Three way join in one round on hadoop

  • 1. Three-way join in one round on Hadoop COMP 6231 GROUP 7 IRAJ HEDAYATISOMARIN, ZAKARIA NASERELDINE, J INYANG DU
  • 2. Problem statement 푅 ⋈ 푆 ⋈ 푇 In this section of second project we aimed to calculate three-way join in one round of Map-Reduce algorithm. S R T R join S join T
  • 3. Algorithm Overview First relation: R a, b Second relation: S b, c Third relation: T c, d 0 1 2 3 4 5 6 7 8 9 10 11 12 13 14 15 Mapper h(b)=x h(c)=y R,(a,b) S,(b,c) T,(c,d) x y <KEY, VALUE>=<(X,Y), (relation_name, tuple)> In memory join Coordinate of a reducer in imagined matrix of reducers
  • 4. Mapping and Hashing <KEY, VALUE>=<(X,Y), (relation_name, tuple)> Exactly same as input Fetch from file name Input tuple First relation: R (h(b),1) (h(b),2) Second relation: S (h(b),h(c)) Third relation: T … (h(b),11) (1,h(c)) (1,h(c)) … (11,h(c)) 푅푒푑푢푐푒푟 # = (푥 − 1) × # 표푓 푟푒푑푢푐푒푟푠 + 푦 h(b)=x h(c)=y
  • 5. In-memory join algorithm NESTED LOOP JOIN For each tuple in R For each tuple in S If R.b==S.b then For each tuple in T If S.c==T.c then Print (R.a, S.b, S.c, T.d) SORT-BASED JOIN ALGORITHM 1. divide input list in three sorted lists using Binary Search 푂(푛 algorithm log 푛) 2. Execute in-memory join algorithm •UNTIL R and S are not empty DO • IF the first items in both list are equal THEN • make sure all the tuples with the same value have been joined together and remove them from the list • ELSE • Choose the smallest one and remove items until reach an item equal or greater than the front item in the another list 푂(푛3) 1.Divide list: 푂(푛 log 푛) 2.In-memory join: 1.푅 ⋈ 푆 = 푂 푛 2.푅푆 ⋈ 푇 = 푂 푛
  • 6. Number of reducers We decide to use a square matrix. This choice would be a constraint on number of reducers. For example in this case, we had 128 reducers available but actually we just use 121 of them On the other hand selecting different number of reducers in each dimension, we will have data replication and inefficiency.
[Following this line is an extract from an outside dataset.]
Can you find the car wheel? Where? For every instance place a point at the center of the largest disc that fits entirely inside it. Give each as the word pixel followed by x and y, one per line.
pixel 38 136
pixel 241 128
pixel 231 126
  • 7. Number of reducers (example 1, replication problem) 1 2 3 4 5 6 7 8 9 10 11 12 13 14 15 16 2 3 4 # of reducers=128 Assumption: R>>T Both of them have uniform distribution T(R) = 1,000,000 T(T) = 1,000 For square matrix: Replicated data=1,000,000*11+1,000*11=11,011,000 For above matrix: Replicated data=1,000,000*16+1,000*16=16,016,000
  • 8. Number of reducers (example 1, inefficiency problem) 1 2 3 4 5 6 7 8 9 10 11 12 13 14 15 16 2 3 4 IDLE FULL IDLE FULL # of reducers=128 Assumption: T>>R T is not uniformly distributed T(R) = 1,000 T(T) = 1,000,000 When the range is reduced, it’s more likely two value hash in to the same location.